DR: SHELLIE: Tell us about your family and personal history with cancer?
GRUBBA: My mother died of ovarian cancer 26 years ago. My father died of thyroid cancer 20 years ago. I was diagnosed with thyroid cancer in my 30s and then the genetic syndrome my mom had, so I’m facing the same things that killed BOTH my parents. So far, I’m winning! I went totally plant-based vegan, and visit my doctors at MD Anderson Cancer Center yearly to make sure all is well. I’ve since coached a lot of people through cancer battles. Maybe some of us go into battle young so we can show others how to fight and win.
DR: SHELLIE: How do you keep going when the cards seem stacked against you?

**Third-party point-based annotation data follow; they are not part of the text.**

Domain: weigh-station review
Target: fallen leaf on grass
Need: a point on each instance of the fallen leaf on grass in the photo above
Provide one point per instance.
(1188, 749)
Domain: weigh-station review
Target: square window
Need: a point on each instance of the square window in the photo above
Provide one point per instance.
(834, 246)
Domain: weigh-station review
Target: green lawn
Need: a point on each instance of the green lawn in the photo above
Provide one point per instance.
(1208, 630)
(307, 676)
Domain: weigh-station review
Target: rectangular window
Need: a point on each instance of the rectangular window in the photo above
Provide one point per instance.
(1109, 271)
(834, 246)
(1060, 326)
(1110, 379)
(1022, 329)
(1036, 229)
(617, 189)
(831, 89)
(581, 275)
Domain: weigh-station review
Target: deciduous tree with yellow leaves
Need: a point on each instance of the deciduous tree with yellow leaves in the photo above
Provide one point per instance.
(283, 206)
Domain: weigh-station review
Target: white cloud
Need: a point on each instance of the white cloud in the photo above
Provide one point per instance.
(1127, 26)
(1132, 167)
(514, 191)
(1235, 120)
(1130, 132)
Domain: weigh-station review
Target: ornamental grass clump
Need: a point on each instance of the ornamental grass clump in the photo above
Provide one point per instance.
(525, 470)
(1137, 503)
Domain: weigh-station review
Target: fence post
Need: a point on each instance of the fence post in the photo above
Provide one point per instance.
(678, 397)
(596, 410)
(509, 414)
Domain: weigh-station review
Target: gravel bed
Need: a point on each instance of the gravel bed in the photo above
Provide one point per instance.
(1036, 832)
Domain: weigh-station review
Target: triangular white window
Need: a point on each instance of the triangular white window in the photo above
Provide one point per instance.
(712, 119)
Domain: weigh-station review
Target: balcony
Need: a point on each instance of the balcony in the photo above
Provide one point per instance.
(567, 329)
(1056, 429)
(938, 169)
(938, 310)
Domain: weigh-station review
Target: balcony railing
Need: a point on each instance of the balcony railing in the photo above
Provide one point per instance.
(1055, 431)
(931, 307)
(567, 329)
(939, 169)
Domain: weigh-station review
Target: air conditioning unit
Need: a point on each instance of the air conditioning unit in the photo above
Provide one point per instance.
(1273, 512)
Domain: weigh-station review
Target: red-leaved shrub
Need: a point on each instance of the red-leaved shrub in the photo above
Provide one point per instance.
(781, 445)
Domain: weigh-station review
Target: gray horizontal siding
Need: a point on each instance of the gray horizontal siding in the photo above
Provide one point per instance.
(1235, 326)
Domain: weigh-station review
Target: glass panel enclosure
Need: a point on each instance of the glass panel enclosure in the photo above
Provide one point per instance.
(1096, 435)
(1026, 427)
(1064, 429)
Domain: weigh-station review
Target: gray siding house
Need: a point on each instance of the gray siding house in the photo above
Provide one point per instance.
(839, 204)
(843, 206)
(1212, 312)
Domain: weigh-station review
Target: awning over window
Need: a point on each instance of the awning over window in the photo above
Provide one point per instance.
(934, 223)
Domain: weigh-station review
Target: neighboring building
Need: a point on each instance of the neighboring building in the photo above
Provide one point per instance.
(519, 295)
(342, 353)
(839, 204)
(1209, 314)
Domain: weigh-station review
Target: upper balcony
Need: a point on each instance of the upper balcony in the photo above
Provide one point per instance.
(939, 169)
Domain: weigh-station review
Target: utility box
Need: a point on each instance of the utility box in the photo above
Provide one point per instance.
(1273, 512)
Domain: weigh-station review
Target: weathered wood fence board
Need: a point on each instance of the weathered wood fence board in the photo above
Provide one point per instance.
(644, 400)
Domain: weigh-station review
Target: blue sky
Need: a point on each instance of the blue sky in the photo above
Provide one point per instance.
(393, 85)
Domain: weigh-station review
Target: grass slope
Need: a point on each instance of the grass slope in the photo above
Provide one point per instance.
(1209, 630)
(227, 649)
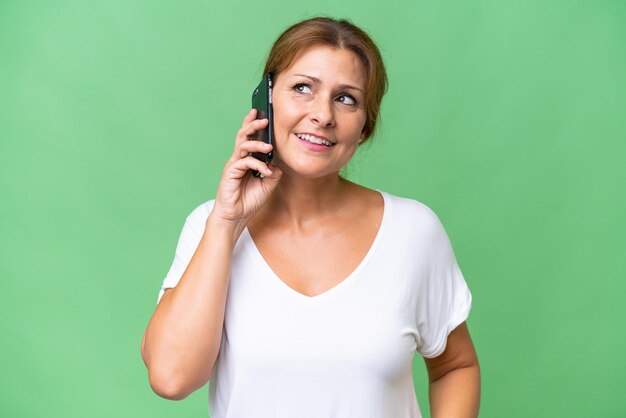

GRUBBA: Many things have helped keep me going. My mom’s words of wisdom still ring in my ears when things get tough. My dad taught me how to work hard and build a strong will. That work ethic has gotten me through great challenges while still building a career and working. I have postponed surgery and cancer treatments so I could finish shows. I’ve gone to auditions on crutches, classes in wheelchairs, and taped auditions just hours after coming out of anesthesia. Every day, I do the best I can with whatever is on my plate.
When I get sad, I turn on my favorite music so it drowns out my sorrows and gets my spirit dancing again. Also, knowing my purpose has kept me going. I don’t want one more kid EVER to endure what I was forced to endure as a child with a disability. I will find a way to get this world to finally understand, accept, and honor people with disabilities.
My childhood memories have driven me to remain in this business until I have a voice, because I want to create a world where kids with challenges won’t experience abuse and isolation. I share my stories so people will realize what we as a society do to kids with challenges. I want these kids to be celebrated for their strengths.
DR: SHELLIE: What is your message of inspiration for the world?
GRUBBA: We all have a specific purpose, and when we find and honor it, we contribute to the evolution of all humanity. We need to shine, not just for us, but for everyone. Some of us are meant to lead, others to support. All of us are equal; we just have different gifts to share. So, find your purpose, find your allies, speak up, show up, stand up, take risks, and make a meaningful difference before your time is up.